Marcela Tapajós, chefe de gabinete do presidente da Casa da Moeda Brasileira (CMB), Francisco Franco, foi quem entregou a encomenda ao governo haitiano. Segundo ela, a ajuda financeira foi necessária não só pela catástrofe ter destruído agências bancárias do país, mas também pela capacidade limitada de o governo haitiano renovar sua moeda e dar acesso a pessoas do interior. “Muitas das cédulas usadas já estavam velhas, gastas, não se via o valor. Hoje, o Haiti vive o desafio de aproximar novamente a sociedade do sistema financeiro. Um dos fatores que caracterizam o Estado Moderno é o uso da moeda e a não prática do escambo”, afirma.

A produção de outras moedas pela CMB não é uma novidade. A instituição costuma fabricar para países como a Argentina e Venezuela. A doação de cédulas estrangeiras, no entanto, foi um trabalho inédito. “É muito impactante a carência que ainda enfrenta o Haiti. E é muito gratificante ver o Brasil sendo reconhecido como uma nação amiga nesse cenário”, diz.

Custo da doação
O artigo 10 da lei 12.409, de 25 de maio de 2011, autorizou a doação de 100 milhões de cédulas à República do Haiti. Porém, o custo de produção não poderia ultrapassar 4,8 milhões de reais. Nessas condições, não foi possível a fabricação de toda a remessa. A CMB depende da ampliação do limite de gastos para enviar o montante previsto.

O custo de produção das 47,4 milhões de cédulas de gourdes foi de, aproximadamente, 3,6 milhões de reais, de acordo com Marcela. Ou seja, foi preciso 7,59 centavos para fabricar cada cédula. Esse valor é quase três vezes menor que o custo de fabricação das cédulas de R$20 reais em circulação - 20,6 centavos.

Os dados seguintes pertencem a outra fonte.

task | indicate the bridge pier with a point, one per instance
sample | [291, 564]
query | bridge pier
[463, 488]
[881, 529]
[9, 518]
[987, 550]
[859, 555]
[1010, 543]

Custo das cédulas brasileiras
A introdução das cédulas da Segunda Família do Real mudou os valores de produção da Casa da Moeda. Segundo dados do Banco Central do Brasil, as notas tiveram aumento entre 1,4% e 37,1% em relação à Primeira Família. Além disso, as novas cédulas tornaram o seu valor proporcional ao seu custo de produção – o que acompanha uma das mais marcantes novidades, o tamanho diferenciado entre elas.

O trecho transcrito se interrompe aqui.